Allah has chosen you for a great task ahead. He has honoured you with continuing the Holy Prophet’s ummah. But these are not usually the dominating thoughts when you are pregnant, right?
The hormonal imbalance coupled with mood swings, frequent urination, headaches and back pain do not make pregnancy a good experience to cherish. Well, the truth is, you can choose to make pregnancy the most memorable and productive experience of your life, or you can spend it whining and crying.
Below are few tips to make pregnancy a joyous and productive experience of life, In sha Allah.
But before I jump into the tips, I invite you to bear in mind that there are four dimensions of human beings. We have a soul, a heart, a mind and a body which corresponds to our four basic needs: spiritual needs, emotional needs, mental and physical needs. In order to enjoy a productive and peaceful pregnancy in true sense of the words, these needs must be in harmony with each other.
- Involve your partner in everything you do. Learn together and grow together. It’s very important for a father to play an active role in a pregnancy in order to be able to strongly bond with his child.
- Tell people what sort of cooperation you expect from them (ignoring your mood swings, making you feel good).
- Hang out with POSITIVE people who boost your morale and help you sail smoothly through your pregnancy.
- Keep yourself busy. Don’t leave your normal activities unless extremely necessary. The busier you keep yourself, the lesser you’ll have the time to fret over pregnancy gloom.
- Lead a goal oriented life. Set small targets with your husband and rejoice and celebrate when you achieve them (reading a book together, exercising etc.) Then set a new goal and repeat the cycle.
Tips to Meet Your Mental Needs
- Educate yourself. You must read books or articles, attend programs, and listen to informative lectures to educate yourself about pregnancy and how to overcome its challenges. It is similar to knowing the depth of the swimming pool before diving in. It will save you a lot of trouble.
- Talk to an experienced person. It could be your friend or your sister. Some things you would want to take from their experience. And there would be other things you would want to do differently.

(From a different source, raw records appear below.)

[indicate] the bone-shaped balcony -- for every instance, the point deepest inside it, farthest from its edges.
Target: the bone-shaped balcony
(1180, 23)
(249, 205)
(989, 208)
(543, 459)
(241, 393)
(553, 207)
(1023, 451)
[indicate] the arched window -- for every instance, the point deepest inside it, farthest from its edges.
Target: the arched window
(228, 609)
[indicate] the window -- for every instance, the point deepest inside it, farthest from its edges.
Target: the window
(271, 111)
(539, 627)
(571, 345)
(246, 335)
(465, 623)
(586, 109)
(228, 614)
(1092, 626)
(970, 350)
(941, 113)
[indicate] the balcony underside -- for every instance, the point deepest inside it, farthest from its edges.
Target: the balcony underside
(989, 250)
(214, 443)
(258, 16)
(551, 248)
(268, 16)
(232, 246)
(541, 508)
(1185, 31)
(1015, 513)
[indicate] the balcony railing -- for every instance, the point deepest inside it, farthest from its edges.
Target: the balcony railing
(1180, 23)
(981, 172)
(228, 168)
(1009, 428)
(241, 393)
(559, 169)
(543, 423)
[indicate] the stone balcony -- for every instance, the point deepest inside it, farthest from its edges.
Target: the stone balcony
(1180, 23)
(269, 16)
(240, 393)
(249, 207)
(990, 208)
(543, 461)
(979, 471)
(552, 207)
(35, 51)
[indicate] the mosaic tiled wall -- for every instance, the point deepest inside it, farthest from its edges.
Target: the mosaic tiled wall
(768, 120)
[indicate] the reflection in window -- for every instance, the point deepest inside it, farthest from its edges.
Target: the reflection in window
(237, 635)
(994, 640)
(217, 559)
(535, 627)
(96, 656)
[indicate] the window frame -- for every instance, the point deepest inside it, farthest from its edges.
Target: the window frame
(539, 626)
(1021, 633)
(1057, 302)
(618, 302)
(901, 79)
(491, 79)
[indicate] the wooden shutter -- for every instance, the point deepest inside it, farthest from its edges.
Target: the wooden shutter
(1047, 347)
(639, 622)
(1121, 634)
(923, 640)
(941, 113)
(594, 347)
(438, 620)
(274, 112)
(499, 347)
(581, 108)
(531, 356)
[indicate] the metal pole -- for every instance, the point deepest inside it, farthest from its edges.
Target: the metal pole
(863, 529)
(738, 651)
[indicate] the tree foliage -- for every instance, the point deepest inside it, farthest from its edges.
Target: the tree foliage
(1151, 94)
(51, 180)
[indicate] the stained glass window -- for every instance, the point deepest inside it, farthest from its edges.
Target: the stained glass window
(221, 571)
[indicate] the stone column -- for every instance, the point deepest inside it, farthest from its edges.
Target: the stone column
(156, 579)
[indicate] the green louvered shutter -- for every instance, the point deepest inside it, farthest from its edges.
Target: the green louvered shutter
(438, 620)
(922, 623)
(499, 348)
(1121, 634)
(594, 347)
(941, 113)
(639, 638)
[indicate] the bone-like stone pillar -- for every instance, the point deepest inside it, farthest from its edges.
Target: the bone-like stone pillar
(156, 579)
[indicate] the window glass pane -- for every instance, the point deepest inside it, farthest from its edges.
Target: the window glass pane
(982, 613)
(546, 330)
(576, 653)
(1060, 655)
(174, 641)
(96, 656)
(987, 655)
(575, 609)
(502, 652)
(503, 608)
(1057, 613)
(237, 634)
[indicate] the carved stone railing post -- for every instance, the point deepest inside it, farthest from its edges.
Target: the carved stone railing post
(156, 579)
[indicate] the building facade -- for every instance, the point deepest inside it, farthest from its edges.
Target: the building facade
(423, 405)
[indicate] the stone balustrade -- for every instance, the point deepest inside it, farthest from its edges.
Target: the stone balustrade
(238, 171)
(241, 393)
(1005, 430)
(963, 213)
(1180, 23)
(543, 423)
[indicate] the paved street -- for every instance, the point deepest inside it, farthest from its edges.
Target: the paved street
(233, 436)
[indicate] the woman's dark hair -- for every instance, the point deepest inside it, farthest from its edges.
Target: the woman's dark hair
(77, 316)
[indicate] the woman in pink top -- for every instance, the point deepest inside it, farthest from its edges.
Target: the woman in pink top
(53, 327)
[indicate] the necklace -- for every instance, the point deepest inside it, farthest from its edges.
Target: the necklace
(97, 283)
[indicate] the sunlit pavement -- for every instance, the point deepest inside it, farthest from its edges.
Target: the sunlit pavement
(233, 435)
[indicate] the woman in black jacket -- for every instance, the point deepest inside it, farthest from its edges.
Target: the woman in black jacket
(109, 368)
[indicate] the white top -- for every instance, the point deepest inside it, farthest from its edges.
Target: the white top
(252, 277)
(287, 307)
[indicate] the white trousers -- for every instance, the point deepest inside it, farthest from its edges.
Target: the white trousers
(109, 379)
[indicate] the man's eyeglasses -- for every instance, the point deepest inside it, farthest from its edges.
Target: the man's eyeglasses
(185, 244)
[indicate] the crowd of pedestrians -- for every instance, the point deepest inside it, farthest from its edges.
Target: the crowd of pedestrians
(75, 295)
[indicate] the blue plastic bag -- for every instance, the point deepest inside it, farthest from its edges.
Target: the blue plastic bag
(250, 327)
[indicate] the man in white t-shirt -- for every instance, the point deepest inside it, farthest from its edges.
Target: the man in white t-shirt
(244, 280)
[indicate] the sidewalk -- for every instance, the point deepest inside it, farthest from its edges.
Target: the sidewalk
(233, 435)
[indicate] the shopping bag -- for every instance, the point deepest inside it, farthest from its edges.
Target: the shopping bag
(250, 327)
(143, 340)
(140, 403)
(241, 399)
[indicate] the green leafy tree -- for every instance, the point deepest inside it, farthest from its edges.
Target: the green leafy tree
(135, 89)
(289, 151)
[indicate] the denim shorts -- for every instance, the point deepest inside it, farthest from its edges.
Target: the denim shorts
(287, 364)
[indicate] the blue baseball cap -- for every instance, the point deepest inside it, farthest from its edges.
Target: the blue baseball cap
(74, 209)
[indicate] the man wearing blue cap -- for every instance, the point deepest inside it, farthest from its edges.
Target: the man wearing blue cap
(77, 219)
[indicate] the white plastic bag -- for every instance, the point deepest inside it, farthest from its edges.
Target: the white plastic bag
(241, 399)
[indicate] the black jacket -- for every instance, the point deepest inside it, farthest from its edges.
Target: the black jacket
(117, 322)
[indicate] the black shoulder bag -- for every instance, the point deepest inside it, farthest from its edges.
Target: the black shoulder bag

- A depressed mom is equal to a depressed child. Remember depression is the recipe for destruction. Researches tell us that a mother’s depression retards the normal growth of a child and affects his/her memory and learning later in life. It also leads the child to become fearful. So as you can see, a mother’s depression has a far reaching effect. Your mental condition affects the mental condition of your child. So if you’re feeling down, make extra effort to find reasons to be happy. Be a persistent positive thinker and ask people around you to help you think positively.
- Resolve stress quickly. Stress produces a hormonal called catecholamines which affects the nervous system of the baby.
- Read out loud to your baby. It will instill reading habit in the baby later in life. You might need to buddy up with your partner in developing this habit. Let mom read to the baby sometimes, and sometimes let dad do the job.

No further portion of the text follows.